ResourceManager fails to recover the applications left in RMStateStore which requires more memory than yarn.scheduler.maximum-allocation-mb, even though those applications failed for a long time.
Solution:
1. Identify the RMStateStore class.
MapR by default uses FileSystemRMStateStore which means the RMStateStore is on MFS.User may choose ZKRMStateStore also.
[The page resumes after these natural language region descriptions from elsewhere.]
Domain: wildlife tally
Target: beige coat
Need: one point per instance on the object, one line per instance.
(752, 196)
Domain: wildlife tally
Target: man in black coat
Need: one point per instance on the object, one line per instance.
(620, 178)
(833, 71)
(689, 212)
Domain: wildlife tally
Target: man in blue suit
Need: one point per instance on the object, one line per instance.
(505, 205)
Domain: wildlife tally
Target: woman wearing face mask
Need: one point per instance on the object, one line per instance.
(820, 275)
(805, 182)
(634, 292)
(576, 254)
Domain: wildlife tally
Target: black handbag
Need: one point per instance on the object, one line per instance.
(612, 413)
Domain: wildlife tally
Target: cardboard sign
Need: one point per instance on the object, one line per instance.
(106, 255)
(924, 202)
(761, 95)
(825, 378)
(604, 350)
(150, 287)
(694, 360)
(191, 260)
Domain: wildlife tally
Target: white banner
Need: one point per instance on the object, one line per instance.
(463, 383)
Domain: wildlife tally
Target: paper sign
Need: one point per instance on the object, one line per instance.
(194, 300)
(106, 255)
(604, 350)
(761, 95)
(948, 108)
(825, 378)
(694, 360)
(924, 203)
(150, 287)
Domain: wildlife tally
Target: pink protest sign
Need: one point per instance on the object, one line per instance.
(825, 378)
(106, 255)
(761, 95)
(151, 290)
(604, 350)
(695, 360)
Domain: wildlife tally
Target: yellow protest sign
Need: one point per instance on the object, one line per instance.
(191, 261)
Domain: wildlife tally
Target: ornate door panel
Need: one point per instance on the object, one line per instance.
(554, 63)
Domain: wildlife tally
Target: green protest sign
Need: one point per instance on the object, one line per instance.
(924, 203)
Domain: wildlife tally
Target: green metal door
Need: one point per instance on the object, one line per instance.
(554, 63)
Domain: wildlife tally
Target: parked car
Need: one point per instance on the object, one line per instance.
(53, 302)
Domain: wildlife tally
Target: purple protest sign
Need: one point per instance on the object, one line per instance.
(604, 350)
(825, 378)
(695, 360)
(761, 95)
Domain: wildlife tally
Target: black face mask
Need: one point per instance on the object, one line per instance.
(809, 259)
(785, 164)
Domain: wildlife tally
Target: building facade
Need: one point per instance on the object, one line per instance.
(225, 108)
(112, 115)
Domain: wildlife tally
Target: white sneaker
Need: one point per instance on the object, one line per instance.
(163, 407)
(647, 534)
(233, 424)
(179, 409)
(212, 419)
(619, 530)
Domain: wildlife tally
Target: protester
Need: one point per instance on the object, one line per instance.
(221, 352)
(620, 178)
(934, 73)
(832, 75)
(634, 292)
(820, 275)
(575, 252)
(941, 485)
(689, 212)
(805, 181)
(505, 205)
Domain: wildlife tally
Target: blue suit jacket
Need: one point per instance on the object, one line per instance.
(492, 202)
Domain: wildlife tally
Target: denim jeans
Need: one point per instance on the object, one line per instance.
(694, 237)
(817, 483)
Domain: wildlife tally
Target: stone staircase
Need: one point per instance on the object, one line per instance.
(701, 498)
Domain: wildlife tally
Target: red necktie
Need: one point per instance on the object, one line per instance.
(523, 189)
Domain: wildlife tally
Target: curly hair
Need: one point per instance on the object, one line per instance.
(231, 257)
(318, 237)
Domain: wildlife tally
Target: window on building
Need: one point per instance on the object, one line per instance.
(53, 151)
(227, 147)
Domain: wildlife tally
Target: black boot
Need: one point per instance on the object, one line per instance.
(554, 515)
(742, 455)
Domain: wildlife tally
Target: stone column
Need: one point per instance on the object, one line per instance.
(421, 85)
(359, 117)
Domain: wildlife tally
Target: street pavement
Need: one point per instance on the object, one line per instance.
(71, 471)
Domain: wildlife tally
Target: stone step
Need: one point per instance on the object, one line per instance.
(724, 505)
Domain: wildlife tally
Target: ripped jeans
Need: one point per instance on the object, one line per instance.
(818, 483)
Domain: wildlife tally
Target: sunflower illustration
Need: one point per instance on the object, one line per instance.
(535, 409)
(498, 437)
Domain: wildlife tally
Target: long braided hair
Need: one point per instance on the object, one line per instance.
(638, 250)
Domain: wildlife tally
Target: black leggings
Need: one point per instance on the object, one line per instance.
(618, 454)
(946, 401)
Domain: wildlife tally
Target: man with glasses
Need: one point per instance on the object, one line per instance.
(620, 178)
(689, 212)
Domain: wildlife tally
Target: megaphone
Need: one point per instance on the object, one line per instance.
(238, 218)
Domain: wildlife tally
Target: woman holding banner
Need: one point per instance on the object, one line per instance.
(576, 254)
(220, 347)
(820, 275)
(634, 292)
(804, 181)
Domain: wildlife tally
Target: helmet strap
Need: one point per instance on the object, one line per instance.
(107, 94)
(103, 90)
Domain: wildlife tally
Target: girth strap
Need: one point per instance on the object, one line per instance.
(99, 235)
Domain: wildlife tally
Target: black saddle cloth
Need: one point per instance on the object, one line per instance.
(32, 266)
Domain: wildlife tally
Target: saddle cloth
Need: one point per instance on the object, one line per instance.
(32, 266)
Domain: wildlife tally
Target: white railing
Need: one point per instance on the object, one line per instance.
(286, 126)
$ hadoop2 conf |grep yarn.resourcemanager.store.class <property><name>yarn.resourcemanager.store.class</name><value>org.apache.hadoop.yarn.server.resourcemanager.recovery.FileSystemRMStateStore</value><source>yarn-default.xml</source></property>
2. Find the location of RMStateStore.
If RMStateStore is using FileSystemRMStateStore, the parent location is defined by yarn.resourcemanager.fs.state-store.uri.$ hadoop2 conf |grep yarn.resourcemanager.fs.state-store.uri <property><name>yarn.resourcemanager.fs.state-store.uri</name><value>/var/mapr/cluster/yarn/rm/system</value><source>yarn-default.xml</source></property>Then the location of all application directories is :
/var/mapr/cluster/yarn/rm/system/FSRMStateRoot/RMAppRoot
If RMStateStore is using ZKRMStateStore, the parent znode is defined by yarn.resourcemanager.zk-state-store.parent-path
$ hadoop2 conf |grep yarn.resourcemanager.zk-state-store.parent-path <property><name>yarn.resourcemanager.zk-state-store.parent-path</name><value>/rmstore</value><source>yarn-default.xml</source></property>Then the znode of all application directories is:
/rmstore/ZKRMStateRoot/RMAppRoot/
3. Move or remove all the application directories in RMStateStore.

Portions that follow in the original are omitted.